Artificial intelligence tools like deep learning have come on in leaps and bounds in recent years, powered by two main resources: cheap processing power, delivered by the cloud; and stacks and stacks of user data. For a company like Apple — which has banged the drum of user privacy like no other — this presents a problem. How does it deliver deep learning smarts without constantly sending your data to the cloud? And how does it get that data in the first place?
“WE’RE DOING IT ON YOUR DEVICES, KEEPING YOUR PERSONAL DATA UNDER YOUR CONTROL.”
At this year’s WWDC, the company promised that it can square the circle. New deep learning-powered features like facial recognition in your photos and conversational suggestions in your messages were showed, but Apple stressed that all the computation was happening on your device. “When it comes to performing analysis of your data,” said Apple’s Craig Federighi. “We’re doing it on your devices, keeping your personal data under your control.” Google’s, by comparison, happens in the cloud.
Apple also said it would be using a technique known as “differential privacy” to comb through users’ data while keeping them anonymous. This includes techniques like hashing, subsectioning, and noise injection to scramble their own data. This makes it difficult, in theory, to ever trace information back to an individual user, while still providing Apple’s computer scientists with workable datasets with which to train their deep learning tools.

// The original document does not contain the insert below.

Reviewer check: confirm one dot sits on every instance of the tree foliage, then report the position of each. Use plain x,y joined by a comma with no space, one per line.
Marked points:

Apple says it even bought in a third-party privacy researcher (and differential privacy expert), Aaron Roth of the University of Pennsylvania, to assess the company’s efforts. In what came as a surprise to no one, he was impressed, and was quoted on stage as saying that Apple’s efforts positioned it as the “clear privacy leader among technology companies today.”
The question is: how much of this is bluster? How good is Apple’s AI going to be compared to Google’s, which isn’t as hamstrung by pledges of user privacy? And how will deep learning operate locally? Apps that use local deep learning could be slower (working on just your phone rather than a rack of servers), they could be bigger (downloading all those neural network models), and balancing out these constraints might mean they end up simply not working as well as the competition.
And unfortunately, while we’ll be able to judge pretty quickly how well Apple’s on-device deep learning functions (does it categorize your photos better or worse than Google’s? Just try both!), the success or failure of privacy models aren’t always as obvious. Problems tend to emerge over time, and despite what Apple says, security researchers have found that “anonymized” data doesn’t always stay anonymous. We’ll have to closely watch the company’s results — and not just its presentations — to find out.